30 de agosto de 2010

! Teatro Vampiresco !
... de Deleuze e seu teatro da repetição a Palma e sua espécie de vampiro ...

Engraçado como já há algum tempo compreendia que a parceria frutífera para leituras prazerosas, porém não menos cansativas, era música instrumental (sempre a preferir Chopin ou Brahms) com texto filosófico embebido de uma doce escrita estética (na preferência, claro, Gilles Deleuze).

Ocorre que involuntariamente presenciei uma nova partilha, que do inesperado e nada provável pareceu-me harmônico. Taí, ler Deleuze escutando Jorge Palma. Não tinha me atrevido a tamanha ousadia. Confesso que algumas vezes gostei de buscar os escritos deleuzeanos ao som de Hilda Hilst nas vozes femininas do álbum produzido por Zeca Baleiro; sem dúvida pela pretensa presença de Dionísio... oh! Entretanto Jorge Palma superou, superou pela vivacidade discreta do seu piano e pelas palavras puras das tantas composições.

Só por existir
Só por duvidar
Tenho duas almas em guerra
E sei que nenhuma vai ganhar
Só por ter dois sois
Só por hesitar
Fiz a cama na encruzilhada
Chamei casa a esse lugar
E anda sempre alguém por lá
Junto à tempestade
Onde os pés não tem chão
E as mãos perdem a razão
Só por enfrentar
Só por destruir
Tenho as chaves do céu e do inferno
Deixo o tempo decidir
[PALMA, J. Só]

É essa vivacidade que logo me remeteu a Deleuze com o seu rigor no teatro explosivo do pensamento.
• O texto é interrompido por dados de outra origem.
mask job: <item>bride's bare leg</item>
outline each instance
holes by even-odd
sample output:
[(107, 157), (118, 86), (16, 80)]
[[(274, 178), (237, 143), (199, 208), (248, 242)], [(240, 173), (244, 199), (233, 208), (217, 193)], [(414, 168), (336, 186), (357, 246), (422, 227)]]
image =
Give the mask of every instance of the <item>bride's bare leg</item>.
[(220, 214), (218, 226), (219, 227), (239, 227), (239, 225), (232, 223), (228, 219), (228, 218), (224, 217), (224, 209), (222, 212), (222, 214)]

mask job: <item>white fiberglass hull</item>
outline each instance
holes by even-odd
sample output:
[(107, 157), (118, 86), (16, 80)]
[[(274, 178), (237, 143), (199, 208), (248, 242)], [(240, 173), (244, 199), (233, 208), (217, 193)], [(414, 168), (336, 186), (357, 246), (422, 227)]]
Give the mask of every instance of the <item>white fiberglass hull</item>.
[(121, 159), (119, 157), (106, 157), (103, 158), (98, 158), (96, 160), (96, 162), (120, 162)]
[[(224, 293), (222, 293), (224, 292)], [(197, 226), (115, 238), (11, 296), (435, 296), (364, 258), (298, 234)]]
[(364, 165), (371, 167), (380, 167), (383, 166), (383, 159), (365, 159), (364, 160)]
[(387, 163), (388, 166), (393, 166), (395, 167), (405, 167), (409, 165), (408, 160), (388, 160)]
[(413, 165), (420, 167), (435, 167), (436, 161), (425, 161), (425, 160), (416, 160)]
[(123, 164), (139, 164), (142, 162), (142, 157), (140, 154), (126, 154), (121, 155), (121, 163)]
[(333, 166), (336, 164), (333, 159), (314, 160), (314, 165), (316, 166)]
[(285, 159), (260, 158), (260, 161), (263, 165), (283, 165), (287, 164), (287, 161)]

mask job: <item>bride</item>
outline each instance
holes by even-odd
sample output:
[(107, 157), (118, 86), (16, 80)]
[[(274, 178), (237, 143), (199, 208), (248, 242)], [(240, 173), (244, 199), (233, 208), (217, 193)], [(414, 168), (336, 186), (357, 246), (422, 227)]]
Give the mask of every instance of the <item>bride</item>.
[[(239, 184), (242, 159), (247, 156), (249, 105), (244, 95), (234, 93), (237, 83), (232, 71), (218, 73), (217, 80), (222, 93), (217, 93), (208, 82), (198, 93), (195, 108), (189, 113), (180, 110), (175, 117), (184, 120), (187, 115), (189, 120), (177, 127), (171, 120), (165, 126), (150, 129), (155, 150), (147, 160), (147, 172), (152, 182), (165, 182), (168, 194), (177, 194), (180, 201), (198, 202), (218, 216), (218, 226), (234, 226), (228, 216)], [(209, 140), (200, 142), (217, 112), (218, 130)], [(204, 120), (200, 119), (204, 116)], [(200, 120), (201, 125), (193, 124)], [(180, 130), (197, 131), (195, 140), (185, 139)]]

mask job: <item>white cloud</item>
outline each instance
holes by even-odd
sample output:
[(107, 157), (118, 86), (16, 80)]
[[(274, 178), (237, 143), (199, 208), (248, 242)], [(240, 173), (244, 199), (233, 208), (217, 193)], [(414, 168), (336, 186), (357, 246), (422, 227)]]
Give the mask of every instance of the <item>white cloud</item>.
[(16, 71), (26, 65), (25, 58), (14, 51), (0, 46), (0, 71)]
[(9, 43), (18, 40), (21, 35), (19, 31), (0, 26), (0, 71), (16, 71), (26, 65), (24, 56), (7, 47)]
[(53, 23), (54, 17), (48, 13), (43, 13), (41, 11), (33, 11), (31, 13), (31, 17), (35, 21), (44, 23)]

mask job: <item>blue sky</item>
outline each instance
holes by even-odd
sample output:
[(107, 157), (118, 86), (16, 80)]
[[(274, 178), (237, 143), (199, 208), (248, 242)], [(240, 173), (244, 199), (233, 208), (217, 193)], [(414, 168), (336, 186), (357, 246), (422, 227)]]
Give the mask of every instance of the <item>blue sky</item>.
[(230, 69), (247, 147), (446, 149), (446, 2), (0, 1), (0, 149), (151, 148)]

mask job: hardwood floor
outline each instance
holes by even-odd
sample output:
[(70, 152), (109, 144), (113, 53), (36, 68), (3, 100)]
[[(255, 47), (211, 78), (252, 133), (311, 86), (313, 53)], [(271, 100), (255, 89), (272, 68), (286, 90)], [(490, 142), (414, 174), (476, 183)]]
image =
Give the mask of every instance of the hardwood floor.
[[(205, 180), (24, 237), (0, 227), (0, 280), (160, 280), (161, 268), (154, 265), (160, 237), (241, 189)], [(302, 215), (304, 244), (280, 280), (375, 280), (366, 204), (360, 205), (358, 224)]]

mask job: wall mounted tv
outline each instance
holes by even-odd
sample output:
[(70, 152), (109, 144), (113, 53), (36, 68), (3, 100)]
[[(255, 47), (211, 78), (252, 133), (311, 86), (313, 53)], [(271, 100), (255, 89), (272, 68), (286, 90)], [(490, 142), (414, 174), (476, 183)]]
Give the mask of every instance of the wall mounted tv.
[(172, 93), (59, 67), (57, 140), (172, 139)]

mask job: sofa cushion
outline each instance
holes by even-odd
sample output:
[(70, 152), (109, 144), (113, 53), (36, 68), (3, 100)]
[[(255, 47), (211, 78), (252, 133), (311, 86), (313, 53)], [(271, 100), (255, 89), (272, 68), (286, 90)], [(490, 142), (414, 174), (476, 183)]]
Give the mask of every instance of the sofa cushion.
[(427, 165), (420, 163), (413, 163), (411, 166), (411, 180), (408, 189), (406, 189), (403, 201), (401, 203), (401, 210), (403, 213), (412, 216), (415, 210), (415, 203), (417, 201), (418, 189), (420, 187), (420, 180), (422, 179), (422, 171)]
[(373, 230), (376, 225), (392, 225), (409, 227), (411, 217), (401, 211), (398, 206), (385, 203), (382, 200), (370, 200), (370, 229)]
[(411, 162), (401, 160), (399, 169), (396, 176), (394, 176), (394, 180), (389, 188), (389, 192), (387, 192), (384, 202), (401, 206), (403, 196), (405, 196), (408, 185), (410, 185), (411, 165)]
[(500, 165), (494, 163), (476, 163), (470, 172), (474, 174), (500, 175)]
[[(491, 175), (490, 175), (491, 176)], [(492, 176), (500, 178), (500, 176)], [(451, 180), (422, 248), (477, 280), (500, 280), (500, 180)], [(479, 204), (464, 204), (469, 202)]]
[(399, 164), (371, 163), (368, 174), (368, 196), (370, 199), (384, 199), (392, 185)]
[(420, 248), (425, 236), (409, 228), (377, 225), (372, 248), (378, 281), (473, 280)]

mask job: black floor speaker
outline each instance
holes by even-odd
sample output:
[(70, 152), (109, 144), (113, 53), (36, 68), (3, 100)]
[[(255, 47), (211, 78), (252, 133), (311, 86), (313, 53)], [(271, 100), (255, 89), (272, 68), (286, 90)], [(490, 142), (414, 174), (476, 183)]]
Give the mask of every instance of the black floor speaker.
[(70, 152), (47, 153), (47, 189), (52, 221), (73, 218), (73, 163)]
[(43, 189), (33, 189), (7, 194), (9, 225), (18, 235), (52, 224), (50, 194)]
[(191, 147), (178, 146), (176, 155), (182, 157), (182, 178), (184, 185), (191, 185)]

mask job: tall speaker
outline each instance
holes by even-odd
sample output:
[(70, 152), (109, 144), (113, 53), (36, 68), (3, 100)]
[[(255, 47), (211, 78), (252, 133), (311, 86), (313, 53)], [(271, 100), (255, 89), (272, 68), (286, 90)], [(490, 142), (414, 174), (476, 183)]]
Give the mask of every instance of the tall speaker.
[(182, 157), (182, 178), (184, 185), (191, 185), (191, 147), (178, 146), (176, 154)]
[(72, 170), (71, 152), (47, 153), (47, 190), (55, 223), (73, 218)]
Trata-se de produzir, na obra, um movimento capaz de comover o espírito fora de toda representação; trata-se de fazer do próprio movimento uma obra sem interposição; de substituir representações mediadas por signos diretos; de inventar vibrações, rotações, giros, gravitações, danças ou saltos que atinjam diretamente o espírito. [DELEUZE, 2006, p. 29]

Por vezes vi Deleuze e Jorge Palma num diálogo (excitante). O filósofo lança a questão: Como ler... sem encenar o funâmbulo que abre toda a história? (p. 30). A resposta do músico surge: Sou o amigo mais funesto da poesia... tu não sabes de onde venho (Espécie de Vampiro). E seguia-se o diálogo silencioso e não menos enigmático, que eu já nem sabia se essencialmente filosófico, ou no próprio olhar de Deleuze, a filosofia na intercessão com outro não filosófico.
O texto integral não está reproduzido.